Women build bridges across gender divide
WOMEN make up only six per cent of UK engineers – but that hasn’t stopped these London engineers from joining a male-dominated workforce, building everything from the Shard to Crossrail.
Yesterday marked the second-ever National Women in Engineering Day, to highlight the lack of female engineers.
This is bad news for business, according to a report from Engineering UK, which identified that getting more women into science, technology, engineering and maths (Stem) jobs would add £2bn to the UK economy.
“Given that the number of 18-year-olds overall is due to drop by around 10 per cent in 2022 and the number of engineering workers required in that period is set to increase, encouraging women into the Stem sector is vital to fulfilling business needs,” the report said.
The UK currently has the EU’s lowest proportion of female engineers, but this is slowly changing. Women accounted for 11.5 per cent of applicants for engineering jobs in 2014, making it one of the least appealing industries for women to get into. Each woman competes against an average of almost eight men for every job that becomes available. But in London, infrastructure developments are constant – and female engineers are a big part of making that happen.
We profile five of them….
BREAKING THE MOULD: THE WOMEN BUSTING STEREOTYPES
DANA SKELLEY TFL
Dana Skelley is director of asset management for surface transport at Transport for London (TfL), and is committed to improving TfL’s gender breakdown
KATE HALL HIGH SPEED TWO
The civil engineer has some impressive accomplishments under her belt. After being listed as one of Management Today’s “35 under 35” in 2007, she went on to lead Arup’s Olympic Park infrastructure design.
AOIFE CONSIDINE TFL
As a graduate mechanical engineer at TfL, Considine has a varied job – taking measurements under trains one day and 3D printing her own designs the next.
LINDA MILLER CROSSRAIL
With 20 years of engineering experience, Miller joined Crossrail in 2010, and is now project manager for the Connaught Tunnel.
A CRITICAL NEED FOR FEMALE ENGINEERS
BY ROMA AGRAWAL
WSP
National Women in Engineering Day isn’t just a celebration. It’s a landmark opportunity to draw attention to a critical economic point. The UK has the lowest proportion of female engineers in Europe – just six per cent of our engineers are women, compared with 18 per cent in Spain, 26 per cent in Sweden and 20 per cent in Italy.
I studied physics and then engineering because I loved the subjects. At university, it never bothered me that my physics course was extremely male-dominated, and I don’t believe being a woman is holding me back in my career now.
This is not the case for many young women. From a young age, there is an idea that science is not for girls; that it’s not cool. There’s also a severe lack of successful female scientists and engineers.

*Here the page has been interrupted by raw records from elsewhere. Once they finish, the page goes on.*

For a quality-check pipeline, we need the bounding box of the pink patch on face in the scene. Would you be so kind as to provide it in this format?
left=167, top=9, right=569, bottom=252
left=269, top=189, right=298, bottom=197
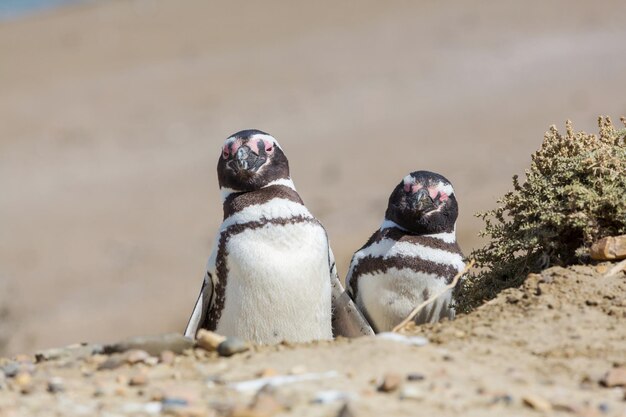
left=222, top=143, right=231, bottom=159
left=404, top=182, right=422, bottom=193
left=251, top=138, right=274, bottom=154
left=224, top=137, right=274, bottom=158
left=428, top=186, right=448, bottom=202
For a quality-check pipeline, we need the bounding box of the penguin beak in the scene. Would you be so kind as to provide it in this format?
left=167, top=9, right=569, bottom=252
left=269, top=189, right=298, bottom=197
left=409, top=188, right=436, bottom=214
left=233, top=145, right=266, bottom=173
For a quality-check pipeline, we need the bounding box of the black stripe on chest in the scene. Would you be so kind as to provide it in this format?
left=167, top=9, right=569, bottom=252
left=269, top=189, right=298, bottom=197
left=348, top=227, right=462, bottom=299
left=222, top=185, right=303, bottom=219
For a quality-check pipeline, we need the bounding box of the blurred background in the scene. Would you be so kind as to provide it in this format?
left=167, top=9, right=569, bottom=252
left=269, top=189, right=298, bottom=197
left=1, top=0, right=625, bottom=355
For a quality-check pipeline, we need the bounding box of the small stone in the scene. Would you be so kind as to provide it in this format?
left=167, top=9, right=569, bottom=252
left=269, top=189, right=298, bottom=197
left=336, top=403, right=356, bottom=417
left=599, top=366, right=626, bottom=387
left=125, top=349, right=151, bottom=364
left=251, top=387, right=284, bottom=415
left=115, top=385, right=129, bottom=397
left=116, top=374, right=129, bottom=385
left=399, top=386, right=425, bottom=401
left=14, top=372, right=33, bottom=394
left=312, top=390, right=352, bottom=404
left=1, top=361, right=19, bottom=377
left=256, top=368, right=278, bottom=378
left=47, top=377, right=65, bottom=393
left=87, top=354, right=109, bottom=366
left=13, top=354, right=34, bottom=363
left=575, top=406, right=603, bottom=417
left=35, top=344, right=103, bottom=363
left=160, top=350, right=176, bottom=365
left=129, top=373, right=149, bottom=386
left=522, top=394, right=552, bottom=412
left=595, top=265, right=609, bottom=274
left=289, top=365, right=307, bottom=375
left=196, top=329, right=226, bottom=352
left=97, top=355, right=125, bottom=370
left=406, top=373, right=425, bottom=381
left=378, top=373, right=402, bottom=393
left=161, top=395, right=210, bottom=417
left=491, top=394, right=514, bottom=405
left=590, top=235, right=626, bottom=261
left=217, top=338, right=250, bottom=357
left=104, top=333, right=195, bottom=356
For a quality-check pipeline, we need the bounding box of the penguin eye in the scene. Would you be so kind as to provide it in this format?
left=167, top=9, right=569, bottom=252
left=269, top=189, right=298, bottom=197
left=222, top=149, right=229, bottom=159
left=266, top=145, right=274, bottom=153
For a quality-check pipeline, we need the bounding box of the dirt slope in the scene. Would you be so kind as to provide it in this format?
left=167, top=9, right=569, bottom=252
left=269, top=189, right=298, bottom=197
left=1, top=263, right=624, bottom=416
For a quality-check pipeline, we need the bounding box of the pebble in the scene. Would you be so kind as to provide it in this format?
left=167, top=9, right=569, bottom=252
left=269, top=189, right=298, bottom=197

The definition of engineering varies wildly. It can mean anything from the guy fixing the washing machine to the builder, leading to a vicious cycle of misleading stereotypes.
To help resolve this we need to clearly define what engineering is and the multiple career paths it can open.

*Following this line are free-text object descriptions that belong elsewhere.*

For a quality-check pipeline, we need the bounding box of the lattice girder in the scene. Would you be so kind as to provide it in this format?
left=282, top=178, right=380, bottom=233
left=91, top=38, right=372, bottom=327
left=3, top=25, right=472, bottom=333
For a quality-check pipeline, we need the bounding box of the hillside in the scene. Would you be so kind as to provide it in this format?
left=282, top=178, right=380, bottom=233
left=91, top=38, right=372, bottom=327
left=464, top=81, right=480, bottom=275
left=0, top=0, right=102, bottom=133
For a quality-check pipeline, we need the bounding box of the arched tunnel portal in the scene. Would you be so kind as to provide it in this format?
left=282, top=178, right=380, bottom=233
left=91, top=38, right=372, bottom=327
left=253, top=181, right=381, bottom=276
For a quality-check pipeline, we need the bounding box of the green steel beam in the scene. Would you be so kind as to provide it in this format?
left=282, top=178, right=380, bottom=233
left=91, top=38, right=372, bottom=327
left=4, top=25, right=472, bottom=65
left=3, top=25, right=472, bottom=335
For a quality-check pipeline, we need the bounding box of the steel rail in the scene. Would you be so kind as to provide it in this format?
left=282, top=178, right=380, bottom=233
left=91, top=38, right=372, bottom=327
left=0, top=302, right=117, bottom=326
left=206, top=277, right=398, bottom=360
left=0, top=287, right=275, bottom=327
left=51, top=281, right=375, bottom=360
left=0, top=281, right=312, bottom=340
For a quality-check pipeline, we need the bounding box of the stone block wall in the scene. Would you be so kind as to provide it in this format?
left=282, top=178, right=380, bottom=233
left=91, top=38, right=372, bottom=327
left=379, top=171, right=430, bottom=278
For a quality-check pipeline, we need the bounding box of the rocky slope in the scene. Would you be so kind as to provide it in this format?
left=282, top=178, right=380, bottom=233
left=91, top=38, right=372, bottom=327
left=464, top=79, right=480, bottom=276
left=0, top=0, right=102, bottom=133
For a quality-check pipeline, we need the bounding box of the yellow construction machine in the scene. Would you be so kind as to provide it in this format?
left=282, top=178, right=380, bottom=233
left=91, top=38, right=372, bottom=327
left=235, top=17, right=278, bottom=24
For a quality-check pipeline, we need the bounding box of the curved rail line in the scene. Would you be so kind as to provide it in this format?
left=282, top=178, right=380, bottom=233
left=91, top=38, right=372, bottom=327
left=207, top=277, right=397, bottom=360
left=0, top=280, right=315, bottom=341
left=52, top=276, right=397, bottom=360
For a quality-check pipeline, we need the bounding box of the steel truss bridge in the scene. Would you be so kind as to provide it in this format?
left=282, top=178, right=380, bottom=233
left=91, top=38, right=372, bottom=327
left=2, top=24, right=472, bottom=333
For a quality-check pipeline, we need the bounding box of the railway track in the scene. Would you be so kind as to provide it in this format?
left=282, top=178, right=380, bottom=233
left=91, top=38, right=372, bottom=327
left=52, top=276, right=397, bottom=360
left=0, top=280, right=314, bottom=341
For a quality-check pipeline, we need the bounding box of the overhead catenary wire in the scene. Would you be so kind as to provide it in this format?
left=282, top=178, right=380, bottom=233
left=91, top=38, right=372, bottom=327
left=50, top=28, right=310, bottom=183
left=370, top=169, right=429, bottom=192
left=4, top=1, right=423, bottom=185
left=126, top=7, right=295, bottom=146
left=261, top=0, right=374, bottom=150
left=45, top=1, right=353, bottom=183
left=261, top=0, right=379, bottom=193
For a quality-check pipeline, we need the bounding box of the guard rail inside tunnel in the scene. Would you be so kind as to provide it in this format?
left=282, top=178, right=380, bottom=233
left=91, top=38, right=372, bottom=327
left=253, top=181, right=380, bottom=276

This is why I am an ambassador for the Your Life campaign – it allows me to spread the word, talk to women about the importance and reality of engineering and provide role models.
As part of the Ford Experience Day, celebrating Women in Engineering Day, I will be mentoring four young women on engineering and the career opportunities it can bring.

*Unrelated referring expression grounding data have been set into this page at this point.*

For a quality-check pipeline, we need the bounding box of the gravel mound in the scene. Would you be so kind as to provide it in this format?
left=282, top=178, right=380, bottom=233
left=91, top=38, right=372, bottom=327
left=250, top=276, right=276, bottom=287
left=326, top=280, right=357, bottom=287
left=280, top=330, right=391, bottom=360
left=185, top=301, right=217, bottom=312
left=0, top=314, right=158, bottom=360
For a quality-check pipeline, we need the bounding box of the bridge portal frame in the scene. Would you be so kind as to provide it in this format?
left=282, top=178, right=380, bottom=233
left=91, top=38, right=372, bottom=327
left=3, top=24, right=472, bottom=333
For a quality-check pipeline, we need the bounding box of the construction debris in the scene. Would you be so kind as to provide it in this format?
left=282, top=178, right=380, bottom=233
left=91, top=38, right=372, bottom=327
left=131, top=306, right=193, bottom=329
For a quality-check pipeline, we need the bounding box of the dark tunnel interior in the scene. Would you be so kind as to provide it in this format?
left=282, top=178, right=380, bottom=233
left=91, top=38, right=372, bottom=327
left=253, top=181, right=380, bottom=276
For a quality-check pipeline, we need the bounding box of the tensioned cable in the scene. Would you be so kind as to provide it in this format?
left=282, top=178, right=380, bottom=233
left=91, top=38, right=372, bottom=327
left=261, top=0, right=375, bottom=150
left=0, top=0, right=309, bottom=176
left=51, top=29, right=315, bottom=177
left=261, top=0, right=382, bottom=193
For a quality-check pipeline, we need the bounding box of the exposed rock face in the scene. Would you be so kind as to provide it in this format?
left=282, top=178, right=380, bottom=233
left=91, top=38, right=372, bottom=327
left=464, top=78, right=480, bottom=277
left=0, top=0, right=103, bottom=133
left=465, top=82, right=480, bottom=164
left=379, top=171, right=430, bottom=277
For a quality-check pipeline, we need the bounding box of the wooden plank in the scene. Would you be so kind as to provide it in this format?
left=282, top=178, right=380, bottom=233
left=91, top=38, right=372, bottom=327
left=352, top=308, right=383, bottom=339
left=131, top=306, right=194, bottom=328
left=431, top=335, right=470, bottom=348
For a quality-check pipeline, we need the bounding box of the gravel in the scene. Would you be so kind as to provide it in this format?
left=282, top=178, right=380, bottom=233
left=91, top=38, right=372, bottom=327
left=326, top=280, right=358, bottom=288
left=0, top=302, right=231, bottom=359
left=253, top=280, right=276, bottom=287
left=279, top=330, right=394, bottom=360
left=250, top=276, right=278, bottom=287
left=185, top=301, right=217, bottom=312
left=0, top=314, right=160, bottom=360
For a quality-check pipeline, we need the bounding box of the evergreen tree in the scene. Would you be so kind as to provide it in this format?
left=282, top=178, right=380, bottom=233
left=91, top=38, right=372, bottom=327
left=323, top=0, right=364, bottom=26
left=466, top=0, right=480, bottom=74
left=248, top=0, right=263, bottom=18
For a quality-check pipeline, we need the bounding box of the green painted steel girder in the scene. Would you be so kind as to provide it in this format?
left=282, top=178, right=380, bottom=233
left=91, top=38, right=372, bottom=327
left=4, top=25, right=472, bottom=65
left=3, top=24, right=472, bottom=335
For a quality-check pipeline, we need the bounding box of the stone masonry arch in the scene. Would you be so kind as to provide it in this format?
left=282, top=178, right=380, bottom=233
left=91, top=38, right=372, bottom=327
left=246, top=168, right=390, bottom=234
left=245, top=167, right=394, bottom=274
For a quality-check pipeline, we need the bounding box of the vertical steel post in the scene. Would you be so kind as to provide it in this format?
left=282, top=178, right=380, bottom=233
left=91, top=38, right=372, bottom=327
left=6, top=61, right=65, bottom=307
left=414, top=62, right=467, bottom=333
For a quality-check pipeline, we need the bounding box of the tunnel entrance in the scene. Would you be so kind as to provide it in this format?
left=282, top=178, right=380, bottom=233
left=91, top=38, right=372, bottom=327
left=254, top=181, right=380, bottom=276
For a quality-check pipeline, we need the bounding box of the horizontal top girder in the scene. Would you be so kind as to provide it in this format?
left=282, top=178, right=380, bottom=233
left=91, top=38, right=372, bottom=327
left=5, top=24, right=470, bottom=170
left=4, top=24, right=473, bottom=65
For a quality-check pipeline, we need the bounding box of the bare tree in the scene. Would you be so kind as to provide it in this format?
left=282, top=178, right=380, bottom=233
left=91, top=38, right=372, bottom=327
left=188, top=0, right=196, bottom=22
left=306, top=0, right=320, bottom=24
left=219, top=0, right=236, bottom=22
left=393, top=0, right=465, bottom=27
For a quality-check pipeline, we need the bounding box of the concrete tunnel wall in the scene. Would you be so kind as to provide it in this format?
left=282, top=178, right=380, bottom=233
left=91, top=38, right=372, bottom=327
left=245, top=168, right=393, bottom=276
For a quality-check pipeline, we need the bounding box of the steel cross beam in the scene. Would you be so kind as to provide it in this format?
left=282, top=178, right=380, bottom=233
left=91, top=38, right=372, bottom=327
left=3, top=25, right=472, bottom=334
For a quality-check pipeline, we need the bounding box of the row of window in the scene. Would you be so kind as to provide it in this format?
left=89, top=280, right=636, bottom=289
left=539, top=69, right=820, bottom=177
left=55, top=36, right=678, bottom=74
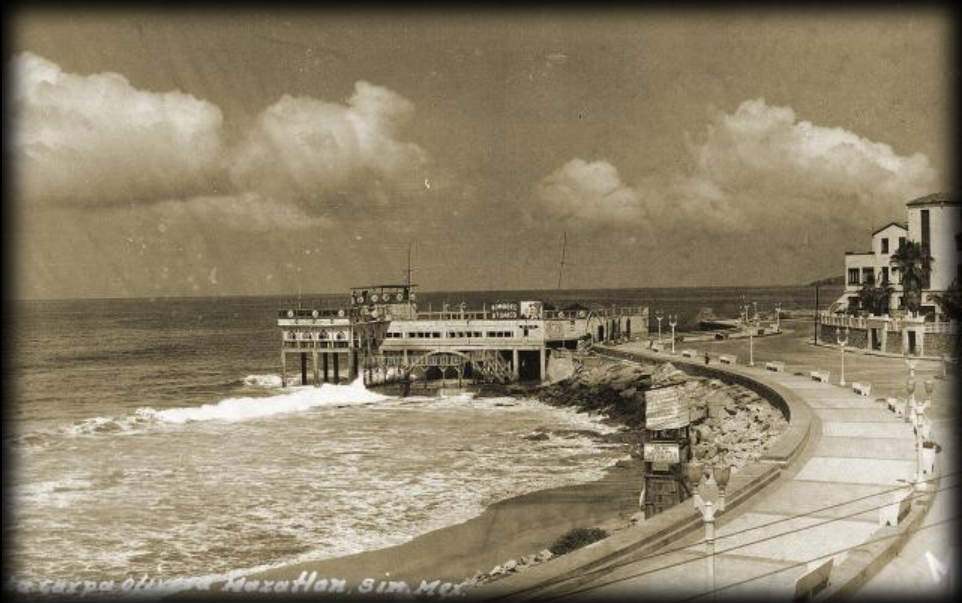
left=848, top=266, right=899, bottom=286
left=384, top=330, right=520, bottom=339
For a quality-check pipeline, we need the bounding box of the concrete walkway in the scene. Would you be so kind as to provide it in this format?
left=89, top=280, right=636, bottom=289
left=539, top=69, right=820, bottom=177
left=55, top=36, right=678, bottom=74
left=559, top=330, right=929, bottom=600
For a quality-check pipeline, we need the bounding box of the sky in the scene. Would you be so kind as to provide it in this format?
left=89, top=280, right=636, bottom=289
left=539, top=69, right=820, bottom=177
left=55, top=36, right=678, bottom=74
left=8, top=8, right=954, bottom=299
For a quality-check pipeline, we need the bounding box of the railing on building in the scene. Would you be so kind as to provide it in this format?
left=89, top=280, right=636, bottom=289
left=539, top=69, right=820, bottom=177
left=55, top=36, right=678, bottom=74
left=819, top=312, right=958, bottom=335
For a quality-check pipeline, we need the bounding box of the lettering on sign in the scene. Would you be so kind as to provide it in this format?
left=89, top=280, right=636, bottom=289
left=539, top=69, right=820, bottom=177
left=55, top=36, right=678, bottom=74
left=644, top=442, right=681, bottom=464
left=645, top=386, right=689, bottom=430
left=490, top=301, right=519, bottom=319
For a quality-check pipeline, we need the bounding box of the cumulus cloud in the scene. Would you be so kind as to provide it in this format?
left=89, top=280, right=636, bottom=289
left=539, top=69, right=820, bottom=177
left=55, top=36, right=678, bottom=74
left=534, top=159, right=646, bottom=224
left=536, top=98, right=938, bottom=234
left=12, top=53, right=437, bottom=231
left=229, top=82, right=431, bottom=214
left=11, top=51, right=225, bottom=206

These girls are winners of Your Life’s national competition, the Formula 100, in which they triumphed by entering a video of themselves explaining what they would invent and why.
However more still needs to be done, not just to support young women, but to support the UK’s economy. We need to be thinking about women in engineering every day – not just celebrating their achievements once a year.